Secretary of Education Betsy DeVos has rescinded Obama-era guidance on addressing accusations of sexual misconduct on campus that essentially set up kangaroo courts where the due process rights of the accused were eliminated.

But at least a dozen college administrators are defying DeVos and saying, in effect, "We like our kangaroo courts just fine." As an editorial in the Wall Street Journal this morning notes, these administrators are embracing a system that does not weigh evidence with an eye to ascertaining guilt or innocence and doesn't allow the accused to defend himself.

The editors observe:

It’s revealing that several campuses have responded with animus. But administrators don’t get to pick and choose which Department of Education guidance to follow, and schools in violation could lose federal funding or face Office of Civil Rights scrutiny.

Some recalcitrant universities are easy targets for Department of Education sanction. For instance, the University of Oregon insists that it already fairly and impartially adjudicates Title IX cases, so Mrs. DeVos’s guidance should have “very little, if any, impact on our current policies and procedures.”

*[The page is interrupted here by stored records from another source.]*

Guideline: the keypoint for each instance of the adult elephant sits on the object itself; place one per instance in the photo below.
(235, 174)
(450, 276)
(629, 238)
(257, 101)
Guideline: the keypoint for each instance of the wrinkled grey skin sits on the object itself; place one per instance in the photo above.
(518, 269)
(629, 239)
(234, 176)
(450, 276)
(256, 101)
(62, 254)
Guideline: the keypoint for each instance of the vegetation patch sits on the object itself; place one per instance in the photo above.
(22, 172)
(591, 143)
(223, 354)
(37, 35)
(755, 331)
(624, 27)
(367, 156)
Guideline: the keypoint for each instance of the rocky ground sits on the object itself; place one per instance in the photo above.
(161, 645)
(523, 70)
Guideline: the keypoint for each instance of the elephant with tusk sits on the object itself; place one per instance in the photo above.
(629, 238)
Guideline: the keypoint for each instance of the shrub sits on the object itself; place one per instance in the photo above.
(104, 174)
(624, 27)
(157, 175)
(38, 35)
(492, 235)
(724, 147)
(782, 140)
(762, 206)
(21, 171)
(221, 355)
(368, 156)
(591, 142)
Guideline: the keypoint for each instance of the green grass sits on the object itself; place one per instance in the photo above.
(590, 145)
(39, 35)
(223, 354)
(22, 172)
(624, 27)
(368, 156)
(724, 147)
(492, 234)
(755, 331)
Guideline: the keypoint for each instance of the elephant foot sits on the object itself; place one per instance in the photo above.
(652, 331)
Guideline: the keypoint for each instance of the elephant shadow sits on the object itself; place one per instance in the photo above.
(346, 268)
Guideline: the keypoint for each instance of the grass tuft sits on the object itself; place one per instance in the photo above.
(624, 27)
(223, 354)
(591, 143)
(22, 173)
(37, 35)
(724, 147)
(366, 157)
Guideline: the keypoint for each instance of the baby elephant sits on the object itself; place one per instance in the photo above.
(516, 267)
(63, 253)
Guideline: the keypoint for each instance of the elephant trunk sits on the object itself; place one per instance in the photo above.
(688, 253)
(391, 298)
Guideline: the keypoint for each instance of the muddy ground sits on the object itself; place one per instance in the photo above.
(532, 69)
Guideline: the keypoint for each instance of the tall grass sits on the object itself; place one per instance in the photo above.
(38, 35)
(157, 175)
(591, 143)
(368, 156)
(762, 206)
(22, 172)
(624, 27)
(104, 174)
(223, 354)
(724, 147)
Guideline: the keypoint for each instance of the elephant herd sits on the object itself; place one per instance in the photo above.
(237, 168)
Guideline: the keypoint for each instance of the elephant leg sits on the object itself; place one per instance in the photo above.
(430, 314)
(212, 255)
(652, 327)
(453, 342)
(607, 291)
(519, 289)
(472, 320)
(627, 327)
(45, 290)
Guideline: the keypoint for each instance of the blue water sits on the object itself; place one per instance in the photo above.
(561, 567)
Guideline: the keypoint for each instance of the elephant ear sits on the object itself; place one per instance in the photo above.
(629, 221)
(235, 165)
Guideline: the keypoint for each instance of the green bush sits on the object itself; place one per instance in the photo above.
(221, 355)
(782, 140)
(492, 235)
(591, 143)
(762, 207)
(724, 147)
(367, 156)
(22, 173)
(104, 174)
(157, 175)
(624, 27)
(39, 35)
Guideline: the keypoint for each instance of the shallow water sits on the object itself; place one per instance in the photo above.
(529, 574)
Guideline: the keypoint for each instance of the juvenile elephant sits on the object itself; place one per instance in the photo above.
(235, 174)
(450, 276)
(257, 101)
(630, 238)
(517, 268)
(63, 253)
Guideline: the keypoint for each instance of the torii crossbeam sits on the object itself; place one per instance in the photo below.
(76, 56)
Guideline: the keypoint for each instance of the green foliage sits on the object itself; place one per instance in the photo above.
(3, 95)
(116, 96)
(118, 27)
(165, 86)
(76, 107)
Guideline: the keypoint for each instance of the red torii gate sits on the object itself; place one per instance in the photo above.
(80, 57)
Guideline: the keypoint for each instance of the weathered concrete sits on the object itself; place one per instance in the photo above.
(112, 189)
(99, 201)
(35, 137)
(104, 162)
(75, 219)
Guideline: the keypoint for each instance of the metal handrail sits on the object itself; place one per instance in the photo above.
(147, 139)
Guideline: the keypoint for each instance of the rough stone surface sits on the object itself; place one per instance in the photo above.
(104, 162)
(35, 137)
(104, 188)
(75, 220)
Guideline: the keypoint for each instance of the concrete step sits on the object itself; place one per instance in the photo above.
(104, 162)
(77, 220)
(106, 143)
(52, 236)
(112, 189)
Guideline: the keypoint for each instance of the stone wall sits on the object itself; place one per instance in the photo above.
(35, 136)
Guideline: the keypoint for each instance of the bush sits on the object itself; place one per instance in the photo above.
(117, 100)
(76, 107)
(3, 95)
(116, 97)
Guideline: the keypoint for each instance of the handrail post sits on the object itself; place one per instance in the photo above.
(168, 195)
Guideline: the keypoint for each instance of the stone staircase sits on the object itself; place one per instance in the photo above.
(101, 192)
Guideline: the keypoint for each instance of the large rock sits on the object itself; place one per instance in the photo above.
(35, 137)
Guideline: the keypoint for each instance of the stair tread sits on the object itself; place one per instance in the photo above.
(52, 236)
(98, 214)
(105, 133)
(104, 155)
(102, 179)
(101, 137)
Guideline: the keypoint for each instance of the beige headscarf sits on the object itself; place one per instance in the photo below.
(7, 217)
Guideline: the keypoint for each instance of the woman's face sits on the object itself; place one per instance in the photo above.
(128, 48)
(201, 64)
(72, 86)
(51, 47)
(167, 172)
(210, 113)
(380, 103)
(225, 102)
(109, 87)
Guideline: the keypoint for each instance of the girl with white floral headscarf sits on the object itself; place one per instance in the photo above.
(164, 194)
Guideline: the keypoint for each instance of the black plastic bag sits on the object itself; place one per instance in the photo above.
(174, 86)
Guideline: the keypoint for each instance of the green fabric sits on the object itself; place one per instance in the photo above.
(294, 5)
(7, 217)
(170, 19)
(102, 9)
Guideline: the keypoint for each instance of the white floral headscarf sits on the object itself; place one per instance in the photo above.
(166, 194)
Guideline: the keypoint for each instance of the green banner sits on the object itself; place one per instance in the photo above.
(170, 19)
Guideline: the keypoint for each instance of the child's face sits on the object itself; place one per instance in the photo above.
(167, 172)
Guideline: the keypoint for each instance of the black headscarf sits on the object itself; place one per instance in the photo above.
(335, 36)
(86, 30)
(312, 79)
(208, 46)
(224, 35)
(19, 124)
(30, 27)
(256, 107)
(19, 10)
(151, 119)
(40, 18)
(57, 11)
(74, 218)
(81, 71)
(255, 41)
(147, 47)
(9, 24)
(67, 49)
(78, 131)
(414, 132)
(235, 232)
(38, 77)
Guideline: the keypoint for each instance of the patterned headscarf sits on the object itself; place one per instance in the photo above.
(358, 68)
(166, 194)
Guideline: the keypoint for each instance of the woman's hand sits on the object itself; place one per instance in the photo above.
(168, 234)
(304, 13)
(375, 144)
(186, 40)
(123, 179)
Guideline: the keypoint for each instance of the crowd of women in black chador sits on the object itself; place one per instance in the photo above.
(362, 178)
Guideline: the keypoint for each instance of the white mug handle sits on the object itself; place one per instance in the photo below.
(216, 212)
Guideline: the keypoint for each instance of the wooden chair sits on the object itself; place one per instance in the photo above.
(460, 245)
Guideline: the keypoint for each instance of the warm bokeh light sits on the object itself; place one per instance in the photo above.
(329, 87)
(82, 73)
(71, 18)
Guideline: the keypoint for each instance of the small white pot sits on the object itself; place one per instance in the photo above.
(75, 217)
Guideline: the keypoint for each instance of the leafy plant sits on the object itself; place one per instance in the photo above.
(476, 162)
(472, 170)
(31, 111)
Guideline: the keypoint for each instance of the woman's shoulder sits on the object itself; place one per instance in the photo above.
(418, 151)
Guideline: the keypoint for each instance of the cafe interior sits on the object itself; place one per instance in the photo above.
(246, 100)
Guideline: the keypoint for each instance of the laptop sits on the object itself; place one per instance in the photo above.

But last December the Lane County Circuit Court overturned the university’s suspension of a student accused of sexual assault. That student is now also suing in federal court in Eugene, saying the university denied him due process and took “arbitrary, discriminatory and illegal actions designed to reach a predetermined action” against him.

Kathleen Salvaty, the administrator who presides over Title IX adjudication across all nine University of California campuses, says the system-wide practices “will remain in full effect.” She also claims the university’s Title IX policy already requires “equal rights for complainants and respondents.”

But this past summer, a federal judge in central California acknowledged plausible concerns that the university may have acted with gender bias and denied due process to an accused male student. Allowing the case against the UC Regents to proceed, Judge Stephen Wilson wrote that the unnamed student’s complaint “depicts the disciplinary proceedings as one-sided and against the weight of significant evidence” and “cast doubt on the accuracy of the outcome of the disciplinary proceedings.”

Rape is a heinous crime and we want rapists punished to the utmost extent of the law, but we do not want to see innocent people unable to mount a defense. The number of convictions overturned in real courts indicates that this has happened all too often. Overturned convictions are expensive for colleges and universities.